The resolution and complexity of the image are totally different between a movie screen and a monitor, hence the need for more FPS. Also, of the 30 fps in a movie, 3 of those are the same frame. Check out those links above ;)
 
Neither your eyes nor your brain see things in frames per second. Your eyes, the connecting nervous system and your brain all function on chemical reactions and incredibly small electrical currents.

All of that basically means that person A could potentially see events taking only 1/200th of a second, whereas person B could potentially see only events taking 1/100th of a second and nothing faster. Furthermore, by simply drinking more water or having more electrolytes in your body could actually change that value, maybe even drastically.

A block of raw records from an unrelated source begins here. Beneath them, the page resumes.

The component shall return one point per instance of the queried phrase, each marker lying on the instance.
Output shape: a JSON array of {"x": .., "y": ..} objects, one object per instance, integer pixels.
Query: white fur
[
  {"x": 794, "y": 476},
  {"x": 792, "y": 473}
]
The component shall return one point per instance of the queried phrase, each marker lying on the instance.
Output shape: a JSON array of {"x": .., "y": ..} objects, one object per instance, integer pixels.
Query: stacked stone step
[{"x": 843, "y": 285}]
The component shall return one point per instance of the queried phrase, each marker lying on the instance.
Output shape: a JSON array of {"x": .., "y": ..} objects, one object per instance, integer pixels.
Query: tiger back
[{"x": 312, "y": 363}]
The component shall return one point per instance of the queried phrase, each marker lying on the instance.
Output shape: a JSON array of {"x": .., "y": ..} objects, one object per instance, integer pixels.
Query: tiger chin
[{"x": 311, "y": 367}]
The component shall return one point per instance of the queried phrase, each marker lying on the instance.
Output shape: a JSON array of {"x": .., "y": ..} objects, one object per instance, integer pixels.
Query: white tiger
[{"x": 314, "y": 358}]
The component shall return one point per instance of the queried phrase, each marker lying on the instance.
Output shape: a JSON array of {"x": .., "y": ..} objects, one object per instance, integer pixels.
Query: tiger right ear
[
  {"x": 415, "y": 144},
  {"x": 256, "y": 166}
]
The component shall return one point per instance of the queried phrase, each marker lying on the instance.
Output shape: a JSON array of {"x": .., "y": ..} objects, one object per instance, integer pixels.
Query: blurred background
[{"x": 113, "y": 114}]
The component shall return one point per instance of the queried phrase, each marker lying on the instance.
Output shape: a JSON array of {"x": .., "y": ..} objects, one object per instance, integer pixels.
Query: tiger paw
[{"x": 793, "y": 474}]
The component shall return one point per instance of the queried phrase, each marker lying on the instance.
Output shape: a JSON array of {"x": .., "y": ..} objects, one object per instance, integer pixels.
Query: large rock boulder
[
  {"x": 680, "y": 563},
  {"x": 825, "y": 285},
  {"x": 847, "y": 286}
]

Hell, a ton of things are capable of changing it: what you had to eat in the last 24 hours, body temperature, allergies ;), general state of health, age, even your general stress level can affect these chemical processes.

Also something to remember: frames rendered in movies and TV are radically different than frames rendered on a computer screen. Both movies and television use motion blur, so that very high motion doesn't appear choppy even at a paltry 30FPS. Your computer doesn't perform motion blur (in most circumstances) so the frames can be very jerky during a quick movement.